Still, Riak and other supporters say they have often met with bruising hostility from parents.
Irwin Hyman, a psychology professor at Temple University and author of "The Case Against Spanking," said Riak's resolution is unlikely to pass because much of the American public believes in spanking despite what he describes as its detriments.
"There are no real positive benefits to spanking, except it does temporarily stop behavior," Hyman said. "It's got a lot of long-term negative consequences. It's often associated with depression, low self-esteem and conduct problems."
Riak, a New Jersey native and father of three grown children, said he was never spanked as a child. He calls the anti-spanking battle part of a 25-year quest to end corporal punishment in the home and the classroom.
He said he first became aware of the issue when he taught college in Sydney, Australia, for 10 years. There he and supporters started a campaign to end corporal punishment in schools after his sons told him about what he called "Dickensian practices," such as teachers whacking students' open palms with canes.
In 1985, after moving to California, Riak helped then-Assemblyman Sam Farr (D-Carmel), now a congressman, draft a bill to abolish corporal punishment in the state's public schools. The bill was voted into law in 1987.

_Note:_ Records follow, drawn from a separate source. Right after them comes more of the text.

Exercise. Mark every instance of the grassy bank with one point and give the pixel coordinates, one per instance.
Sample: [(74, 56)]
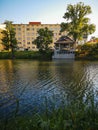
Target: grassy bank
[(27, 55), (77, 115)]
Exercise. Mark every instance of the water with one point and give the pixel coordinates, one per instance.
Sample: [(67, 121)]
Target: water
[(25, 84)]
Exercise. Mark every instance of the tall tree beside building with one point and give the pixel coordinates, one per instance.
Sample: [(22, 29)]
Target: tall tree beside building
[(44, 39), (77, 24), (9, 41)]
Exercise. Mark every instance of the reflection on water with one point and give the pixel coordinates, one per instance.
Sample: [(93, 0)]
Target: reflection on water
[(27, 83)]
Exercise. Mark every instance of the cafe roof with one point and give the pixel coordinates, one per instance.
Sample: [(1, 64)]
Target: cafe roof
[(64, 40)]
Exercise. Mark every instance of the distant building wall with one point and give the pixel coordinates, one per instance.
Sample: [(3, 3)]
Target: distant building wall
[(27, 33)]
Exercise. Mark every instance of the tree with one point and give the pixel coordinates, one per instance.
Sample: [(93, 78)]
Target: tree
[(9, 41), (44, 39), (77, 24)]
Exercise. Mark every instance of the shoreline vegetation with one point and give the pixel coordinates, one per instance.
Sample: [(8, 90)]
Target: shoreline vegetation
[(36, 55), (79, 114)]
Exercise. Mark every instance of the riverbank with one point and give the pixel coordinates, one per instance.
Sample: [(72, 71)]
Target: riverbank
[(36, 55), (77, 115), (27, 55)]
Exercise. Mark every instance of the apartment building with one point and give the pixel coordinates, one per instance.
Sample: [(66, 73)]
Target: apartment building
[(2, 27), (27, 33)]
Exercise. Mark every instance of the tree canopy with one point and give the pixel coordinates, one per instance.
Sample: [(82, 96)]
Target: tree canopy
[(44, 39), (77, 24), (9, 41)]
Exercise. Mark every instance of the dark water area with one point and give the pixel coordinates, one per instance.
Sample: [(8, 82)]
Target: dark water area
[(27, 86)]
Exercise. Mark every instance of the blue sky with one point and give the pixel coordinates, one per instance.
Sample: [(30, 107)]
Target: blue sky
[(45, 11)]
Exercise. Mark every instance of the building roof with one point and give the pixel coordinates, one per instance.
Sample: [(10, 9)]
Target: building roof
[(64, 40)]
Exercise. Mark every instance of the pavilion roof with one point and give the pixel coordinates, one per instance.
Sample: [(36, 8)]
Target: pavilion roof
[(64, 40)]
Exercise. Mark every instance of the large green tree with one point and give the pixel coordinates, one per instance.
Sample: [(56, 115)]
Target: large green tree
[(9, 41), (77, 24), (44, 39)]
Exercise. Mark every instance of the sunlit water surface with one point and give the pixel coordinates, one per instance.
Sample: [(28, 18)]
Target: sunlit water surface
[(26, 85)]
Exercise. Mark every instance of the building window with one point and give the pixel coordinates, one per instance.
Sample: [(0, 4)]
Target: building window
[(19, 29), (28, 38), (28, 42), (19, 38), (28, 29)]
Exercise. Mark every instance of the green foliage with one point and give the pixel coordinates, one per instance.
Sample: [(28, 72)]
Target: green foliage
[(27, 55), (77, 24), (88, 51), (44, 39), (9, 41)]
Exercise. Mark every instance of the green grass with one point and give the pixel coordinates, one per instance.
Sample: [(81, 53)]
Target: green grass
[(80, 114), (26, 55)]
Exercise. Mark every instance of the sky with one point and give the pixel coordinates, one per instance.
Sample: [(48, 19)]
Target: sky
[(44, 11)]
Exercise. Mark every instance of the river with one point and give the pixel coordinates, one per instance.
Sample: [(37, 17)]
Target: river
[(25, 85)]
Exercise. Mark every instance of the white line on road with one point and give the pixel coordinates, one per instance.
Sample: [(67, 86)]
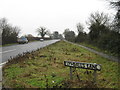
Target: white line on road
[(8, 51)]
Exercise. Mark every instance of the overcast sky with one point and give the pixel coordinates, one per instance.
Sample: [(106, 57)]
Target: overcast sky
[(56, 15)]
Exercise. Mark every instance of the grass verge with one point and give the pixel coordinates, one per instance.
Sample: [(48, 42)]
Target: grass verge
[(44, 68)]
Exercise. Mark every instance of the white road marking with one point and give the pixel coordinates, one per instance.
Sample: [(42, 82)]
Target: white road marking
[(8, 51)]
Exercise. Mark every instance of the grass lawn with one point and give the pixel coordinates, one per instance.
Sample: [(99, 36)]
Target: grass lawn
[(44, 68), (97, 49)]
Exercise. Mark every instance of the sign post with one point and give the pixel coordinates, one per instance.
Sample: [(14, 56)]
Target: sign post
[(90, 66)]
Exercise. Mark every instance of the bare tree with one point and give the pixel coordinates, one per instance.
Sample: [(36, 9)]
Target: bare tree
[(42, 31)]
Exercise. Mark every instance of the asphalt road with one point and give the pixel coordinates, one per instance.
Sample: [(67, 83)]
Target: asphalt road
[(11, 51)]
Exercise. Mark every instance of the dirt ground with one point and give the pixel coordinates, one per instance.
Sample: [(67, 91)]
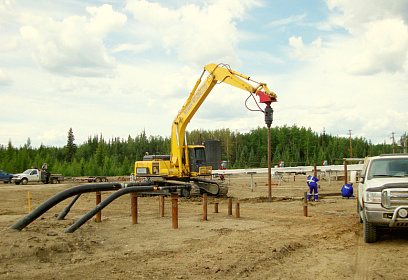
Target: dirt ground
[(271, 240)]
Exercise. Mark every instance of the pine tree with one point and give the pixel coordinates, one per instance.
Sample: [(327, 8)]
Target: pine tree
[(70, 148)]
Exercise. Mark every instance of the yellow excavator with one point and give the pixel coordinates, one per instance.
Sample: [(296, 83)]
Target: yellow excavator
[(187, 163)]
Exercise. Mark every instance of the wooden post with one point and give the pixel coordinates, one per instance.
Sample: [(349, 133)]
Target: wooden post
[(204, 207), (305, 204), (161, 206), (229, 206), (345, 171), (133, 198), (98, 217), (237, 213), (174, 210)]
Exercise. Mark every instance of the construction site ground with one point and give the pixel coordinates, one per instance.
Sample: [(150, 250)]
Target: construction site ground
[(270, 240)]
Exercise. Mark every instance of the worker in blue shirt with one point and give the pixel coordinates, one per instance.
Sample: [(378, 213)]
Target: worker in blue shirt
[(312, 183), (347, 191)]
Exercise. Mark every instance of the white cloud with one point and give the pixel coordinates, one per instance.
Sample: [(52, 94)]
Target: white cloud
[(302, 52), (132, 47), (285, 21), (379, 34), (75, 45), (4, 79), (196, 34)]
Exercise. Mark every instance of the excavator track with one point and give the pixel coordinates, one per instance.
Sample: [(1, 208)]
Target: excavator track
[(198, 187)]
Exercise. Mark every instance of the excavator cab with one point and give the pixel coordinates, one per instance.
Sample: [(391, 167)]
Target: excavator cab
[(197, 160)]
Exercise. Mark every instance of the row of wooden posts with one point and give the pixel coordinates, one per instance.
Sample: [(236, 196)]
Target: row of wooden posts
[(174, 208)]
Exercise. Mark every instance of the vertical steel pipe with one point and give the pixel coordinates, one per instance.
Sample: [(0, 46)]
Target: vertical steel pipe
[(305, 204), (229, 206), (161, 206), (216, 207), (345, 172), (204, 207), (174, 210), (134, 208)]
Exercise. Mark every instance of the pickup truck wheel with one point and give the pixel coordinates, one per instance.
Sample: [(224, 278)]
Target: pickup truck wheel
[(359, 209), (370, 231)]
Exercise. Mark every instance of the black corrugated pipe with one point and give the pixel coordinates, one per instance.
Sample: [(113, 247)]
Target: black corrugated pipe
[(64, 212), (45, 206), (115, 195)]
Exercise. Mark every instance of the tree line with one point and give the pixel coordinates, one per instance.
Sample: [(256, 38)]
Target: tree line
[(116, 156)]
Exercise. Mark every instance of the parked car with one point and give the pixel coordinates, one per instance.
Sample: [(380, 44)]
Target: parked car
[(383, 194), (5, 177)]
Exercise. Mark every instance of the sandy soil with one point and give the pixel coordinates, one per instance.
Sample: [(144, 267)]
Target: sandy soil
[(271, 240)]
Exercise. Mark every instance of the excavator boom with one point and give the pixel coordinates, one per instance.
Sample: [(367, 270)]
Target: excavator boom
[(217, 74), (188, 162)]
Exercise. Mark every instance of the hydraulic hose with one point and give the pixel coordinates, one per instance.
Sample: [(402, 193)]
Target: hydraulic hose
[(112, 197)]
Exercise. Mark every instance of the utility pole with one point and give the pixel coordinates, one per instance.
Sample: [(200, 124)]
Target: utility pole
[(392, 137), (351, 146)]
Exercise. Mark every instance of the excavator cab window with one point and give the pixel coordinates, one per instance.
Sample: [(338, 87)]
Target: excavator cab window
[(196, 158)]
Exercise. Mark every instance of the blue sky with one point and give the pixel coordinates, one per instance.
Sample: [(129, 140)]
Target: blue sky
[(119, 69)]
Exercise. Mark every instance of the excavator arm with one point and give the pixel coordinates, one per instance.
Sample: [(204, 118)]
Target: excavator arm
[(217, 74)]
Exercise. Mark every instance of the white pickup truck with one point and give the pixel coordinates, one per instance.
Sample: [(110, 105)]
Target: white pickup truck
[(36, 175), (383, 194)]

Riak's ultimate goal is to turn the United States into a spanking-free nation. He already has several supporters across the country, including a group in Columbus, Ohio, that staged the first annual Spank Out Day U.S.A. last April 1. The event was intended to urge parents across the country to quit spanking.
Riak has also been in touch with David and Blythe Daniel, husband-and-wife psychologists who teach at Los Angeles City College. The Daniels said they plan to campaign for a similar resolution by the Los Angeles City Council.
"Spanking communicates to everyone that children have no rights, that they don't get the respect that other human beings get, and it's horrible," David Daniel said.